The accounts identified by Reset’s researchers received an extra boost from Twitter itself, in the form of a blue check mark. Before Musk purchased Twitter last year, it’s check marks denoted accounts run by verified users, often public figures, celebrities or journalists. It was seen as a mark of authenticity on a platform known for bots and spam accounts.

Musk ended that system and replaced it with Twitter Blue, which is given to users who pay $8 per month and supply a phone number. Twitter Blue users agree not to engage in deception and are required to post a profile picture and name. But there’s no rule that they use their own.

Under the program, Twitter Blue users can write and send longer tweets and videos. Their replies are also given higher priority on other posts.

The AP reached out to several of the accounts listed in Reset’s report. In response, one of the accounts sent a two-word message before blocking the AP reporter on Twitter: “Shut up.”

While researchers spotted clues suggesting some of the accounts are linked to coordinated efforts by Russian disinformation agencies, others were Americans, showing the Kremlin doesn’t always have to pay to get its message out.

One account, known as Truth Puke, is connected to a website of the same name geared toward conservatives in the United States.

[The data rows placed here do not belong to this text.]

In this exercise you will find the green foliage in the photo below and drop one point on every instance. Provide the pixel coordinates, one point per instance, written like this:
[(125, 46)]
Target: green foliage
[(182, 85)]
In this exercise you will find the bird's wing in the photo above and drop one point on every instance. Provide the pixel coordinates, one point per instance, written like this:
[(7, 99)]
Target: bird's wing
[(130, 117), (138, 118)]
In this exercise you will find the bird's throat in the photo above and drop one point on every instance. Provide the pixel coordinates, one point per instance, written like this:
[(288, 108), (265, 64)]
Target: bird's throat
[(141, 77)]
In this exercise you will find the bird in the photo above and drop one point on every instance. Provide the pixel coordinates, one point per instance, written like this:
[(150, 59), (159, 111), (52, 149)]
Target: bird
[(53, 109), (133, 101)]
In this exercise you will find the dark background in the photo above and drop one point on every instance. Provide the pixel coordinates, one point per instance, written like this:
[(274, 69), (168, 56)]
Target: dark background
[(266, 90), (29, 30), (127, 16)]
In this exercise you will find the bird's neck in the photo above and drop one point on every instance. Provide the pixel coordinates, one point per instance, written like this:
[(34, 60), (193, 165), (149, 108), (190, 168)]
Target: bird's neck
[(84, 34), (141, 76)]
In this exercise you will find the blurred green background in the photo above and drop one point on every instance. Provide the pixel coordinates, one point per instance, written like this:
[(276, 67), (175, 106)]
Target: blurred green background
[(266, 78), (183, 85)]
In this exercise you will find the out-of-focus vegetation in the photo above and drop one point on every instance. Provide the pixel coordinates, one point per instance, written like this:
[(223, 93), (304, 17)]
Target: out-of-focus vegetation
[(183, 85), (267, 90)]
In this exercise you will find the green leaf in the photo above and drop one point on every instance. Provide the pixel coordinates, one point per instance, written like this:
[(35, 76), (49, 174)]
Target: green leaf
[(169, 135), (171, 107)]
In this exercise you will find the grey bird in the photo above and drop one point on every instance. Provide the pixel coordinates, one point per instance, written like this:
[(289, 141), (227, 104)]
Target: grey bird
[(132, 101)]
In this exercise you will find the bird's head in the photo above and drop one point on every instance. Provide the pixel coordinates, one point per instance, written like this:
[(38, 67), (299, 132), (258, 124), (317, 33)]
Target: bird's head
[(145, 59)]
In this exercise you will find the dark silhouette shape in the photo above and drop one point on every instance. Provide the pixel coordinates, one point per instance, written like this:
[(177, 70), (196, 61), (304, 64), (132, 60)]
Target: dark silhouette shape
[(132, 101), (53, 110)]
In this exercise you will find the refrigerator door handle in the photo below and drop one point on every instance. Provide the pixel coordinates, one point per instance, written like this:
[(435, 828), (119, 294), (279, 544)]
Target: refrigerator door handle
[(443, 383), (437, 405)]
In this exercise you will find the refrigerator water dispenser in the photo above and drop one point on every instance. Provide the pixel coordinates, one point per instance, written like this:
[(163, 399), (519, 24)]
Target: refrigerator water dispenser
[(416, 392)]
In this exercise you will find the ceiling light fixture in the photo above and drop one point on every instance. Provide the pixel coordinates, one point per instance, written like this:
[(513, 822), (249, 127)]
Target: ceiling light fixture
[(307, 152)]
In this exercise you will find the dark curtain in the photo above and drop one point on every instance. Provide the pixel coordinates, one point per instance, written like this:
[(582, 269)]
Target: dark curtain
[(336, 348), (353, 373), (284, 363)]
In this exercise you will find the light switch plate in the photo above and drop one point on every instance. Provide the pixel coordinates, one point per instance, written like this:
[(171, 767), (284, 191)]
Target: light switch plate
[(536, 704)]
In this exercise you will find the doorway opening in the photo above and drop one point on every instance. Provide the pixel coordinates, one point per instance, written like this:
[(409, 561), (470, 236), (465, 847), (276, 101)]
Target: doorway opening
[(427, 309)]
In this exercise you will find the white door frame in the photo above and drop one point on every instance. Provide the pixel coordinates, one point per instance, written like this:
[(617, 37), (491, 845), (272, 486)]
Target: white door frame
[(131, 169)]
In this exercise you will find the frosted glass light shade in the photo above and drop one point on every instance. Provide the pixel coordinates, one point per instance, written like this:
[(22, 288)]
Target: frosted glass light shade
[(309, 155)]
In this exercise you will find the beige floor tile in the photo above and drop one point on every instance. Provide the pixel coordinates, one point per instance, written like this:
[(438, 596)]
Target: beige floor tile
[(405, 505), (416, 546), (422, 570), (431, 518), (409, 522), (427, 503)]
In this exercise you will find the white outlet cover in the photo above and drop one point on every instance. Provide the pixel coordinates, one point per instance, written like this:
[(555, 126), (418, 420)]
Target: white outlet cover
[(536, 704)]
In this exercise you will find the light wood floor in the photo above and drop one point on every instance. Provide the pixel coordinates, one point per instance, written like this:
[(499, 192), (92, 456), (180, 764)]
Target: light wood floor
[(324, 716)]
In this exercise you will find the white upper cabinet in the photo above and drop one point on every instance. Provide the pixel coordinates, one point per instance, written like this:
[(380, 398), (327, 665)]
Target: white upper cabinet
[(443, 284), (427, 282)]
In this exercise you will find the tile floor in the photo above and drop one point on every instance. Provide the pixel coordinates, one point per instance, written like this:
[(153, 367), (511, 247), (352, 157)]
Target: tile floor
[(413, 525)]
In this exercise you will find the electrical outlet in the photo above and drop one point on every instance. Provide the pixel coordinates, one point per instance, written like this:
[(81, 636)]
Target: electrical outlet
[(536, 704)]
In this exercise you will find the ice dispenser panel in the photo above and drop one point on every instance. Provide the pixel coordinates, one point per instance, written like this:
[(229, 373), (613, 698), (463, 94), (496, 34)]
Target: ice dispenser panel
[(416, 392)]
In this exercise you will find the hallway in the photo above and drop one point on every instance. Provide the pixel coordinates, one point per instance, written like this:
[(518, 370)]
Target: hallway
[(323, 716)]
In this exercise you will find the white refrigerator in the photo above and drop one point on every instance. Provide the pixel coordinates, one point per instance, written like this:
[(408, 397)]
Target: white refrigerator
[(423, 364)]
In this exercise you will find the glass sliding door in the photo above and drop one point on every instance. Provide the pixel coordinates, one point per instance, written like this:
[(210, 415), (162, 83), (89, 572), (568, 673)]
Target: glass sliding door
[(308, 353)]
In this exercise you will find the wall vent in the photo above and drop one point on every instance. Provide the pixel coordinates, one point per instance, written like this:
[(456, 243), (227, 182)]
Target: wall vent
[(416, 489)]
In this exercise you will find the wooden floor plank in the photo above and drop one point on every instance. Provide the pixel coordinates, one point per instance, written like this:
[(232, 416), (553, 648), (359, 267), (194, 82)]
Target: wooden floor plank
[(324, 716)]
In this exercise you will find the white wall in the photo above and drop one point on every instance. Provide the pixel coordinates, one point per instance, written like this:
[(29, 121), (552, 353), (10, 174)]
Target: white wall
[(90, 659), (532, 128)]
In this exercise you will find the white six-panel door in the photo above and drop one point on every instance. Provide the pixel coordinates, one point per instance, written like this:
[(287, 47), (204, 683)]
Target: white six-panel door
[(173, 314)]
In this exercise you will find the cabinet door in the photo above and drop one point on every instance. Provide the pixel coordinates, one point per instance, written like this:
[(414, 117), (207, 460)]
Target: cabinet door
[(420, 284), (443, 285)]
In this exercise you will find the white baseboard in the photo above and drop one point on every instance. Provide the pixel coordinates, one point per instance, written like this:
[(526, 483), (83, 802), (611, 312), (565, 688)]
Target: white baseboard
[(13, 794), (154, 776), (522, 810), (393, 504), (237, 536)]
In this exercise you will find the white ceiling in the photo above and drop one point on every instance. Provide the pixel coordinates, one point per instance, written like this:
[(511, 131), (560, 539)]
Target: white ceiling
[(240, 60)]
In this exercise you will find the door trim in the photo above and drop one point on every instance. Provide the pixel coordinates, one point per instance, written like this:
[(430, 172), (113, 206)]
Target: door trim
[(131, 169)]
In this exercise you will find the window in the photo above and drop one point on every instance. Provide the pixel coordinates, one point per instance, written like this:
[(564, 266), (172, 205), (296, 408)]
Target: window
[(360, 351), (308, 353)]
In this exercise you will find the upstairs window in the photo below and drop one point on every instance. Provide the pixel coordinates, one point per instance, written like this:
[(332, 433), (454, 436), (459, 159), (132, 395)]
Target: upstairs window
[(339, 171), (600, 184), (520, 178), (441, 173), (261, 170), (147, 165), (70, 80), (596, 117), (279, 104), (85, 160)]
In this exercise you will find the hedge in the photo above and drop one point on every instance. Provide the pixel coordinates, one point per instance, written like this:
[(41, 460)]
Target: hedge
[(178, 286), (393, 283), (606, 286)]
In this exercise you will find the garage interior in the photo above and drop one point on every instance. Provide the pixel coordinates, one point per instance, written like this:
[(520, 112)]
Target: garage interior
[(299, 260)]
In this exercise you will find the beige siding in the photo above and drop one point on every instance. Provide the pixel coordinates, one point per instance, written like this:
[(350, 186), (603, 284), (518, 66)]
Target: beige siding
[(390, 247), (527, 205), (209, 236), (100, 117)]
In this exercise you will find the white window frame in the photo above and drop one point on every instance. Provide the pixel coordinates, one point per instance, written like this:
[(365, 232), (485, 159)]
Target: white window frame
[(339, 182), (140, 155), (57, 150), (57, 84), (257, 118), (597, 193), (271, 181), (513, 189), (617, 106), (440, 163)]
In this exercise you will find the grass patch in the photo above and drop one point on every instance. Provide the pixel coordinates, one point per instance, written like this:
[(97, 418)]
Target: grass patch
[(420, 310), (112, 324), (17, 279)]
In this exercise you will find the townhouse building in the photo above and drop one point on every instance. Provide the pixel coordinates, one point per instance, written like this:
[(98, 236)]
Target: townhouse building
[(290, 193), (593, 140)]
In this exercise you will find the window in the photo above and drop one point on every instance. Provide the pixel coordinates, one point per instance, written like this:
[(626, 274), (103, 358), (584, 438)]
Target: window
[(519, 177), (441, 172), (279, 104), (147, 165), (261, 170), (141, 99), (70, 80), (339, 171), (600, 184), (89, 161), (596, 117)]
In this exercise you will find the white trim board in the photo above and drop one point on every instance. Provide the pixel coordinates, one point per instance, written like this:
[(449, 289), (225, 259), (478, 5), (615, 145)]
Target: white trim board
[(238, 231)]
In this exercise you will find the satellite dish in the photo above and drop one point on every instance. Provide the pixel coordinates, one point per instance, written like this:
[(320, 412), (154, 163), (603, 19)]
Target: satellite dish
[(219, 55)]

Truth Puke regularly reposts Russian state media; RT, formerly known as Russia Today, is one of its favorite groups to repost, Reset found. One video posted by the account features ex-President Donald Trump’s remarks about the train derailment, complete with Russian subtitles.

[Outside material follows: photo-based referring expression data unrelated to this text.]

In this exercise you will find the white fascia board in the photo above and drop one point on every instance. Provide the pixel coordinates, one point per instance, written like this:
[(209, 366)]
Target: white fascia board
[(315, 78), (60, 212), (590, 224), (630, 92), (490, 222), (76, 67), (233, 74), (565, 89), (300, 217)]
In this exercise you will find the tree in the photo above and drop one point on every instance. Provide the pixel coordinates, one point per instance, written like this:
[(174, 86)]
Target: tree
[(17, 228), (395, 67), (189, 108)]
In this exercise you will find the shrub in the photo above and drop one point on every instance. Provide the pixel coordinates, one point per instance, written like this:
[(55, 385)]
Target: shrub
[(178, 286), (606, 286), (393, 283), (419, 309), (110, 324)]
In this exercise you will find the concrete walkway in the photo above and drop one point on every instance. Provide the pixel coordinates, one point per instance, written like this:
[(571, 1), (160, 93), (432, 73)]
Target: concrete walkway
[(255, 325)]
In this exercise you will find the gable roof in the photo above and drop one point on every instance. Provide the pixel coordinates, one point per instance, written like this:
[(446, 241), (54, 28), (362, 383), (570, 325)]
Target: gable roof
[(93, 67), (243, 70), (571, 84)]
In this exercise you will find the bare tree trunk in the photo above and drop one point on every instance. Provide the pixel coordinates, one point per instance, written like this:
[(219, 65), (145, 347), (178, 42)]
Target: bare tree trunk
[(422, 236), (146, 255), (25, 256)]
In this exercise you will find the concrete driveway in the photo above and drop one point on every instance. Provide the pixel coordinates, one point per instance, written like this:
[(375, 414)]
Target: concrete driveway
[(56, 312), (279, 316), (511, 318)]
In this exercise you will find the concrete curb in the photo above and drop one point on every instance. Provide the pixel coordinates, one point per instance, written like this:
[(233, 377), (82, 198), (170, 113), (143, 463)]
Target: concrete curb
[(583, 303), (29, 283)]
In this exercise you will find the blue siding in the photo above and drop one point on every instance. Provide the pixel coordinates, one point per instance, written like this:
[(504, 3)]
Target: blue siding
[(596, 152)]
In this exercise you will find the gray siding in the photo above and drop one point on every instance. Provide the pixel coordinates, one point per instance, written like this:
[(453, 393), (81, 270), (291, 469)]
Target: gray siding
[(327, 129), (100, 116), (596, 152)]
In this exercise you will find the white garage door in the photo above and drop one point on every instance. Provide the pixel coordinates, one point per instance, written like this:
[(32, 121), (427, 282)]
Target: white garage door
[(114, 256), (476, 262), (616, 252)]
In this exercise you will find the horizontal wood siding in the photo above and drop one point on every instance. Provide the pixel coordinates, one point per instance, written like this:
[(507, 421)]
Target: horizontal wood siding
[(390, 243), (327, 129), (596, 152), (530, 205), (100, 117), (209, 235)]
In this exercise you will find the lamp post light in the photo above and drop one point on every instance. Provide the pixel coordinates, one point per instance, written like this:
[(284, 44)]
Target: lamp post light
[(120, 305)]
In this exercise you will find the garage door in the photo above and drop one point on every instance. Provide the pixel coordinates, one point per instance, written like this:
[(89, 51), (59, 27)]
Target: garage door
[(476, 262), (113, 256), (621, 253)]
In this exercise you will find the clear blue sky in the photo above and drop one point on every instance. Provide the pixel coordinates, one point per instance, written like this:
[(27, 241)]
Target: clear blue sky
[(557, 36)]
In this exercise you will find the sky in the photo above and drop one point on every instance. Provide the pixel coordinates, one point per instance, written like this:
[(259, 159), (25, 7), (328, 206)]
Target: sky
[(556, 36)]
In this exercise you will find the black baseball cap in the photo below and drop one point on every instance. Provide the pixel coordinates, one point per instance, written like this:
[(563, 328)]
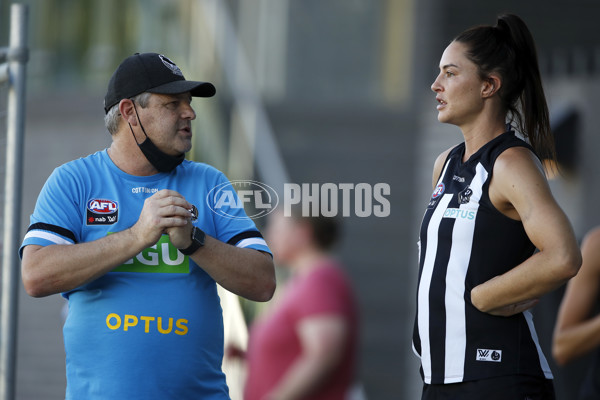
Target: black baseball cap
[(154, 73)]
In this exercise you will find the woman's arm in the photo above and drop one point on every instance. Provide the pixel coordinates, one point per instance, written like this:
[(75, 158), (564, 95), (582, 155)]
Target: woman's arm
[(519, 190), (576, 333)]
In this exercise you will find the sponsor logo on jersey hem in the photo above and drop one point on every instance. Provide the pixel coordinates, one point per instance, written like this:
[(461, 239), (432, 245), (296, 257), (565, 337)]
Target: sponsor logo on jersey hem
[(489, 355)]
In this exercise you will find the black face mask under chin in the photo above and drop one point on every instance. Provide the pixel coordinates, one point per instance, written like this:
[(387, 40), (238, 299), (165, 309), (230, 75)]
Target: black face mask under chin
[(160, 160)]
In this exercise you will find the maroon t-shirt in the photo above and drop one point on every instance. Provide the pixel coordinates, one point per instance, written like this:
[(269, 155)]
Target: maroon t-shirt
[(274, 344)]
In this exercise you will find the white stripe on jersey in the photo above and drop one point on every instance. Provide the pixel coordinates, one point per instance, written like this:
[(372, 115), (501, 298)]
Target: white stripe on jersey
[(543, 362), (251, 241), (458, 264), (52, 237), (423, 300)]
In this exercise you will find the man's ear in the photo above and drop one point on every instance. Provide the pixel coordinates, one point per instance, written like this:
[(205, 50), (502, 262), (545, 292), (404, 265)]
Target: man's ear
[(127, 110), (491, 85)]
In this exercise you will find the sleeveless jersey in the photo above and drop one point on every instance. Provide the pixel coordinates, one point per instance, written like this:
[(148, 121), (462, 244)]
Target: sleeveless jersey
[(465, 241), (152, 328)]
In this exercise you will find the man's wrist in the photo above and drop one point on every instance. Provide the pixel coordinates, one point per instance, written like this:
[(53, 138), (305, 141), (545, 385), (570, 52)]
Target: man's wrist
[(198, 238)]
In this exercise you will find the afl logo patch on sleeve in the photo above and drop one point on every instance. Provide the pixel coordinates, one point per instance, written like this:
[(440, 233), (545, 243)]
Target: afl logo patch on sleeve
[(101, 212)]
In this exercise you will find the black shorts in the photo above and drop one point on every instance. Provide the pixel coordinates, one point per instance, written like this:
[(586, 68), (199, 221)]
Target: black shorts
[(512, 387)]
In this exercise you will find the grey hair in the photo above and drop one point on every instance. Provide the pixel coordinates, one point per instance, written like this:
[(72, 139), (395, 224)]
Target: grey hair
[(113, 116)]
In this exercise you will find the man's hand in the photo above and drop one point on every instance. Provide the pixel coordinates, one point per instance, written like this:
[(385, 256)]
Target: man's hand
[(167, 212)]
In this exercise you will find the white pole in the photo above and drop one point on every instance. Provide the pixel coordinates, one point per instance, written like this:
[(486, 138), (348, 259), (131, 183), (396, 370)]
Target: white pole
[(15, 121)]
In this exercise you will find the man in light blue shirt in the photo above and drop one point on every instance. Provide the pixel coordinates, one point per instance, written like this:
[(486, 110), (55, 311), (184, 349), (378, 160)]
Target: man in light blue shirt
[(127, 235)]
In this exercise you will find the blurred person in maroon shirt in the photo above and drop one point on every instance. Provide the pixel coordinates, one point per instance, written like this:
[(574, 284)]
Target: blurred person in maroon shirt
[(305, 345)]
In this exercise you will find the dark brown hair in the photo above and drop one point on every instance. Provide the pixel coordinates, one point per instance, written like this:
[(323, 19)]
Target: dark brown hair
[(508, 49)]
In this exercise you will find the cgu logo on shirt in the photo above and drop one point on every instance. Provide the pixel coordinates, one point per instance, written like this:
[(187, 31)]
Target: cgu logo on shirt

In a response to questions from the AP, Truth Puke said it aims to provide a “wide spectrum of views” and was surprised to be labeled a spreader of Russian propaganda, despite the account’s heavy use of such material. Asked about the video with Russian subtitles, Truth Puke said it used the Russian language version of the Trump video for the sake of expediency.

“We can assure you that it was not done with any Russian propagandist intent in mind, we just like to put out things as quickly as we find them,” the company said.

Other accounts brag of their love for Russia. One account on Thursday reposted a bizarre claim that the U.S. was stealing humanitarian earthquake relief supplies donated to Syria by China. The account has 60,000 followers and is known as Donbass Devushka, after the region of Ukraine.

Another pro-Russian account recently tried to pick an online argument with Ukraine’s defense department, posting photos of documents that it claimed came from the Wagner Group, a private military company owned by a Yevgeny Prigozhin, a key Putin ally. Prigozhin operates troll farms that have targeted U.S. social media users in the past. Last fall he boasted of his efforts to meddle with American democracy.

A separate Twitter account claiming to represent Wagner actively uses the site to recruit fighters.

“ Gentlemen, we have interfered, are interfering and will interfere,” Prigozhin said last fall on the eve of the 2022 midterm elections in the U.S. “Carefully, precisely, surgically and in our own way, as we know how to do,” Prigozhin said at the time.